The US National Insurance Crime Bureau has teamed up with Experian Automotive to use its AutoCheck vehicle history reporting solution to help identify and recover vehicles stolen and resold through vehicle identification number cloning scams.
Vehicle identification number (VIN) cloning, which involves using a VIN from a legally owned vehicle and then reusing it on a similar, stolen, vehicle, is a rising problem in the automotive market. According to the National Insurance Crime Bureau (NICB), the reported number of incidents of VIN cloning in the US has risen steadily since 2001, accounting for more than $36 million in fraudulent vehicle transactions.

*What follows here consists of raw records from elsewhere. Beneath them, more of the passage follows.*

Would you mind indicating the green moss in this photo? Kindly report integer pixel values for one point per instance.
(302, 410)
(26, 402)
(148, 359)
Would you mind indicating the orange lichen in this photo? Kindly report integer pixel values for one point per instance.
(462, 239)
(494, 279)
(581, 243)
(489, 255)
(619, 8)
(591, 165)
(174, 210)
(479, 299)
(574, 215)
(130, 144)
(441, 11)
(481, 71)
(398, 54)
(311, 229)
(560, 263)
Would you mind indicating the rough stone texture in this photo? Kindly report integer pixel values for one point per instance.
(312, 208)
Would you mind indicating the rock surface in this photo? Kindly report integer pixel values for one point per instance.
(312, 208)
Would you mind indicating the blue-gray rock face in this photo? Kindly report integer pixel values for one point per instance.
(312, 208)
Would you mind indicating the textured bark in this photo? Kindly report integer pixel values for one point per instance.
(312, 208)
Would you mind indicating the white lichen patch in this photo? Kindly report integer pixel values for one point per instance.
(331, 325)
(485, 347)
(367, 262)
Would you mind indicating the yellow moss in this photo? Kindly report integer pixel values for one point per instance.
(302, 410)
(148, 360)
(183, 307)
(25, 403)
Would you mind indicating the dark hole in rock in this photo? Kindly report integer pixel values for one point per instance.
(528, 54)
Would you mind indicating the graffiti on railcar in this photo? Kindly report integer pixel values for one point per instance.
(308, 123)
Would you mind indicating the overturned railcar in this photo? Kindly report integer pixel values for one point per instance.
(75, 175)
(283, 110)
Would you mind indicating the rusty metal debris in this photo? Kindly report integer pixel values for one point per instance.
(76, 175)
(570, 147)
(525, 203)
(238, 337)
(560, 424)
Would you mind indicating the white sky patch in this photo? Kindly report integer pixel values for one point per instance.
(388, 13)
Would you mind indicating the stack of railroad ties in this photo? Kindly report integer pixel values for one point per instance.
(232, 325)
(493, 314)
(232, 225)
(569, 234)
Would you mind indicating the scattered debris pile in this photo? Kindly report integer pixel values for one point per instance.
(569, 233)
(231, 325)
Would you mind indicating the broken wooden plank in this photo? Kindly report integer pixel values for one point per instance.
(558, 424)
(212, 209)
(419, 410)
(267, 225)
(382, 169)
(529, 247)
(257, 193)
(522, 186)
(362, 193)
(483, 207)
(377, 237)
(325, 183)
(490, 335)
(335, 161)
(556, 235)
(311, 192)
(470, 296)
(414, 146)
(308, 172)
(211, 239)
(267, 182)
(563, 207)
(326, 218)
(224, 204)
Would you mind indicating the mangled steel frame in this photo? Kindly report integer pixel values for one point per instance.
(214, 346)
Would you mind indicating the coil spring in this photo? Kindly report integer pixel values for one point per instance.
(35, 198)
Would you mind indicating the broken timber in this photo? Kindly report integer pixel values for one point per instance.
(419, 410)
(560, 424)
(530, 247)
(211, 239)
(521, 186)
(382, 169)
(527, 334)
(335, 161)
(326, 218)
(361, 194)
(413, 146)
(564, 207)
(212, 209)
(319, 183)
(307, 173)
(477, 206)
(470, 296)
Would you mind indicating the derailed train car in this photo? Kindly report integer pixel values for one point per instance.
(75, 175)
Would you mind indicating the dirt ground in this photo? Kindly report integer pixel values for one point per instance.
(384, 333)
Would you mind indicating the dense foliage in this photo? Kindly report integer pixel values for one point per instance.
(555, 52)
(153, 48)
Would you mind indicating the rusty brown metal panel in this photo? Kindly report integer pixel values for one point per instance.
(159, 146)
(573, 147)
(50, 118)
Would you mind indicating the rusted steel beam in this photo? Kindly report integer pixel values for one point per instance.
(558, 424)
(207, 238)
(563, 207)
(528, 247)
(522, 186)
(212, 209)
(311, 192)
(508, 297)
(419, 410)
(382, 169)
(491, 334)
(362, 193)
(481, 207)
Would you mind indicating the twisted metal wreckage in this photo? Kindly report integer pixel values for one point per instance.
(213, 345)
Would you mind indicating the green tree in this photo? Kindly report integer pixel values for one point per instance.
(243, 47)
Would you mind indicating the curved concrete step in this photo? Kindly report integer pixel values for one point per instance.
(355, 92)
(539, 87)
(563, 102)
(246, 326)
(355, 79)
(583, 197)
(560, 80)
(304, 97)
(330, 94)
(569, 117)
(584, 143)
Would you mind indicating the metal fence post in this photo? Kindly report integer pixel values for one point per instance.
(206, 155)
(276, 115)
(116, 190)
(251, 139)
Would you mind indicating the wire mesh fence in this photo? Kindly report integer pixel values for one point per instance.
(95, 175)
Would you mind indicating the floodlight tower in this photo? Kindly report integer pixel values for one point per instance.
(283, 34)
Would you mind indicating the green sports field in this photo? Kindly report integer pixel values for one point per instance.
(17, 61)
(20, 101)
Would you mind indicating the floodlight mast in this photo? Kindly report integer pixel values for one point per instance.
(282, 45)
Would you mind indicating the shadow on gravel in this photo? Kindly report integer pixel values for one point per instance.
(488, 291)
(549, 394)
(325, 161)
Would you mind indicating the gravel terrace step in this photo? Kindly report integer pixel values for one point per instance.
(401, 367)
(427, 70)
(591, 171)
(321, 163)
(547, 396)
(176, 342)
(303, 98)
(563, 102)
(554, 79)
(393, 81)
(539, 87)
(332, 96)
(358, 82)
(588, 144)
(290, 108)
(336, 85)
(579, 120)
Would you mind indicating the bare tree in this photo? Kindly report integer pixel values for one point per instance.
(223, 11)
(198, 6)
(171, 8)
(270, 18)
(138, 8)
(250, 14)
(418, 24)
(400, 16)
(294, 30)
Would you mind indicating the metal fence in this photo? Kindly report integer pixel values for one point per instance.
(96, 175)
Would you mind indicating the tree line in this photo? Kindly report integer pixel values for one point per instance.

NICB will use Experian Automotive’s AutoCheck vehicle history reports, which pull from a national vehicle database of more than half a billion vehicles, to check thousands of suspect VINs to identify those most likely to be in use in VIN cloning scams. NICB then investigates the suspect VINs with law enforcement agencies to recover the stolen vehicles.
When a VIN is verified as being cloned, AutoCheck will specifically flag the vehicle’s history report with a cloned designation – the first service of its kind in the industry. Additionally, Experian Automotive will work with individuals whose vehicle’s VIN has been identified as cloned to remove the false vehicle history information from their vehicle history report.
NICB will also provide manufacturer certificate of origin information and vehicle examination records, which will be integrated into the AutoCheck report, providing manufacturer verification on a vehicle’s true VIN, as well as specific information on the condition of stolen vehicles recovered by the NICB.